May 4, 2022 - We are, as Geena Urango will be the first to admit, in “a new age.”
Care to count the ways? There are few better places to begin than Urango and Carly Skjodt’s winding journey into the main draw this week at AVP Austin, the first of Skjodt’s burgeoning beach career.
It begins, oddly enough, well outside of the United States, in Doha, Qatar. And it begins a little more than one year ago. In March of 2021, the country of just 2.3 million people was allowing women to compete in beach volleyball for the first time in the sport’s history. Had the Tokyo Olympics not been postponed a year due to COVID, leaving the FIVB scrambling to put on enough events to have a legitimate qualification process, it is a wonder if Doha would have opened up to women at all.
But, again: Such is the new age.
The event went well enough in 2021 that Doha remained welcoming to the women – albeit with dress restrictions, in which they will have to wear shorts, but are permitted, after much deliberation, to wear sports bras as opposed to t-shirts in 2022. It just so happened to be on the same weekend that the AVP scheduled its season-opening event in Austin, Texas.

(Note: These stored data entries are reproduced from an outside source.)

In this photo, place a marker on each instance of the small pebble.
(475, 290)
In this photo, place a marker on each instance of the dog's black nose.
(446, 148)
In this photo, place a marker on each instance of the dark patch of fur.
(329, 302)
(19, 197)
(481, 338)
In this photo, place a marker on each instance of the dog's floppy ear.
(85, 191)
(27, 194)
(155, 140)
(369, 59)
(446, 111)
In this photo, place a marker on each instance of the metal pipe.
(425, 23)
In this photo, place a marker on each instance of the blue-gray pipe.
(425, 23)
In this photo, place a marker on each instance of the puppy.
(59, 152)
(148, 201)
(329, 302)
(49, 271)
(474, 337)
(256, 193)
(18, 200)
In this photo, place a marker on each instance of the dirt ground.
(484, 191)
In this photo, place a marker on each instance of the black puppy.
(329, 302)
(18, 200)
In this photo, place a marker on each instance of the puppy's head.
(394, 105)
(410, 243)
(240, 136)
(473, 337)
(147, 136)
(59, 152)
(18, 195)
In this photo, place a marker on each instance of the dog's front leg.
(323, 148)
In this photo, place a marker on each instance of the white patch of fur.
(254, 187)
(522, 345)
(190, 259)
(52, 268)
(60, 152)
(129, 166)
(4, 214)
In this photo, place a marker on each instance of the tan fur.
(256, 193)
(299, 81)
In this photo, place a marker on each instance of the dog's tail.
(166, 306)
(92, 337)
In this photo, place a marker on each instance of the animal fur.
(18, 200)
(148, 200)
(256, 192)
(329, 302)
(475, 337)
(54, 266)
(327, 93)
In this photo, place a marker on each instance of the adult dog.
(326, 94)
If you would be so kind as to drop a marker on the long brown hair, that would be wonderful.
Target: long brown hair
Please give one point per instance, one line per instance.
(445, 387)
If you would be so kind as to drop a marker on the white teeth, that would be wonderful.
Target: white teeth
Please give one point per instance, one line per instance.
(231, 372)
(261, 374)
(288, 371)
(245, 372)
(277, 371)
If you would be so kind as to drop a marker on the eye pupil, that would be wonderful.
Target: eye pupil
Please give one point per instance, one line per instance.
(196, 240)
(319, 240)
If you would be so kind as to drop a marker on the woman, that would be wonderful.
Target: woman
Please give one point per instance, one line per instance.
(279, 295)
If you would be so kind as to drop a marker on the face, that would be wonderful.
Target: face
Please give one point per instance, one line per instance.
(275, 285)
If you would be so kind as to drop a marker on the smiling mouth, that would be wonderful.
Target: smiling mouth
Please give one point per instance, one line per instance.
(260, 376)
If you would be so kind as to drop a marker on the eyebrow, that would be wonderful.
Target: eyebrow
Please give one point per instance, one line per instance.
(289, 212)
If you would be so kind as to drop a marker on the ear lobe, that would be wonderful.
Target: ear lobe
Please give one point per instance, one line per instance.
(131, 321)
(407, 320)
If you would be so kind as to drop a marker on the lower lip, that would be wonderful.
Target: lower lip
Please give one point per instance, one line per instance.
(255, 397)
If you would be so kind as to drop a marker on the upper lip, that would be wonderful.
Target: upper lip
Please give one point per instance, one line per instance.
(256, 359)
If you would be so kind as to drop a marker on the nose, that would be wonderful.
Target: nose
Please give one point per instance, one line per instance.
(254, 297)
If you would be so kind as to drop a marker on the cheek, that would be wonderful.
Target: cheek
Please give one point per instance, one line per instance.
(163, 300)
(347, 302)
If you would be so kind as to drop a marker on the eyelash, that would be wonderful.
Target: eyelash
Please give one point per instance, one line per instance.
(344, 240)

Urango had no plans of competing in Doha. Neither did Skjodt. Neither, for that matter, did they have any set plans as to what this upcoming season might look like.
“I saw that Carly had been playing overseas [in Portugal] and moved back, and I remember watching some of the grass stuff when her, Delaney [Mewhirter], and Katie [Spieler] played together. I said ‘This girl is a baller,’” Urango recalled. “I was going into the season without any plans in mind; I was open to whatever was going to happen. I spoke to Carly in the winter and she was leaning towards wanting to do it.”
Again, however, this is a new age. The two didn’t actually speak, as one might have done, say, 10 years ago. Instead, Urango, said with a laugh, “I slid into her DMs.”
Skjodt – pronounced Scott – was interested. And how could she not have been? Urango made her first main draw in 2012 when Skjodt was just 15 years old. She was the first USC athlete to receive a scholarship to compete in beach volleyball. By 2015, she was making Sundays on the AVP.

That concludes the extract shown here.